Anthony Romaniuk (Piano)

Michelle Wood (Cello)

Ravel

Maurice Ravel, the French composer whose eclectic style and sophisticated musical innovations were built on a profound respect for the past, was born in 1875 in the Basque village of Ciboure to a Basque mother and Swiss father.

The family moved to Paris soon after Ravel was born, but his parentage and birthplace were to leave their mark on his music, as evidenced by his intuitive and natural feel for Spanish musical idioms. His engineer father was also an enthusiastic amateur pianist, foreshadowing Ravel’s own interest in both music and machines (one of the composer’s hobbies in later life was collecting mechanical toys).

During early piano lessons Ravel showed great musical ability and was admitted to the Paris Conservatoire, where his principal teacher was Gabriel Fauré. His stubborn individuality meant that his time there was always going to be less than comfortable; he was expelled first from piano lessons and then from composition class.

Ravel’s unwillingness to be hindered by the accepted rules of composition (like avoiding parallel fifths, for example – one of the most fundamental principles in traditional part-writing) also compromised his chances of ever winning the prestigious Prix de Rome, a competition designed to test a musician’s knowledge of, and skill in, his craft. Ravel submitted himself no fewer than five times for the prize but success always eluded him. (It is interesting to note that the similarly iconoclastic Berlioz had previously entered the competition four times before he finally found success.) Failure did not diminish Ravel’s ambition, however, and he remained steadfastly determined to make his own way in the world.

The 1889 Paris Exhibition, now chiefly remembered for the building of the Eiffel Tower, featured exhibits from all around the world and fed Ravel’s taste for the exotic, as, indeed, it did Debussy’s. Both composers were especially impressed by the displays of Javanese gamelan music, elements of which were later to appear in their music.
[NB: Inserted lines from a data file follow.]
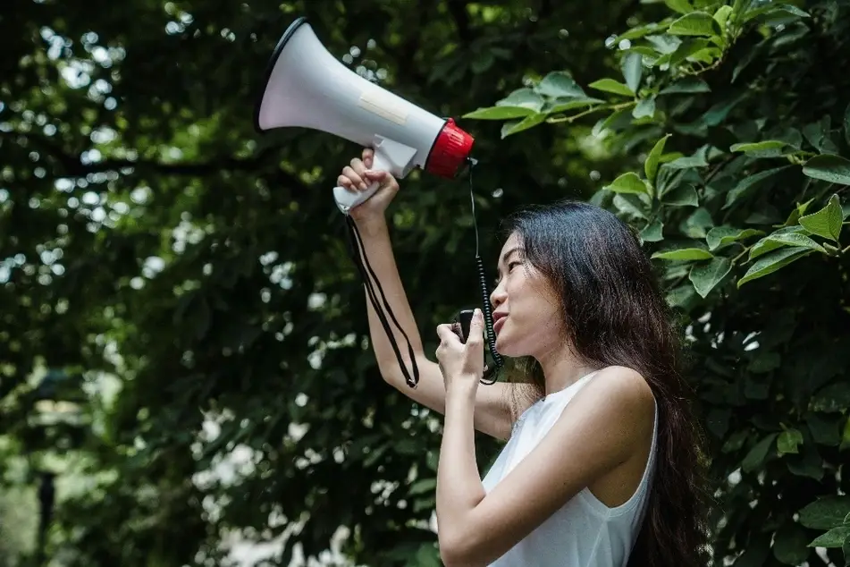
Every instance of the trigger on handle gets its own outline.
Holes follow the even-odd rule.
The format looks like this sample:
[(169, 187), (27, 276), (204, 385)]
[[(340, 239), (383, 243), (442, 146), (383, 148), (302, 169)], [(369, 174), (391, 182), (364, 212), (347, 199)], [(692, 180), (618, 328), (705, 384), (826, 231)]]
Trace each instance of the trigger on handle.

In 1902, ever open to extra-musical influences, Ravel became a member of Les Apaches, an avant-garde group of like-minded composers, artists and writers that included fellow composer Manuel de Falla, the conductor Désiré-Emile Inghelbrecht and the pianist Ricardo Viñes. The group would meet once a week to discuss the latest philosophical and aesthetic ideas of the day and Ravel was later to dedicate the separate movements of his piano work Miroirs to some of his fellow Apaches.

Despite enjoying the support of influential figures, especially that of his former teacher Fauré, Ravel also had his detractors, not least the prominent critic Pierre Lalo who saw him as a mere imitator of Debussy. But while Ravel readily acknowledged the genius of the older composer, happily paying tribute by making transcriptions and orchestrations of several of Debussy’s works, he consistently rejected the suggestion that Debussy’s music had any influence on his own compositional style.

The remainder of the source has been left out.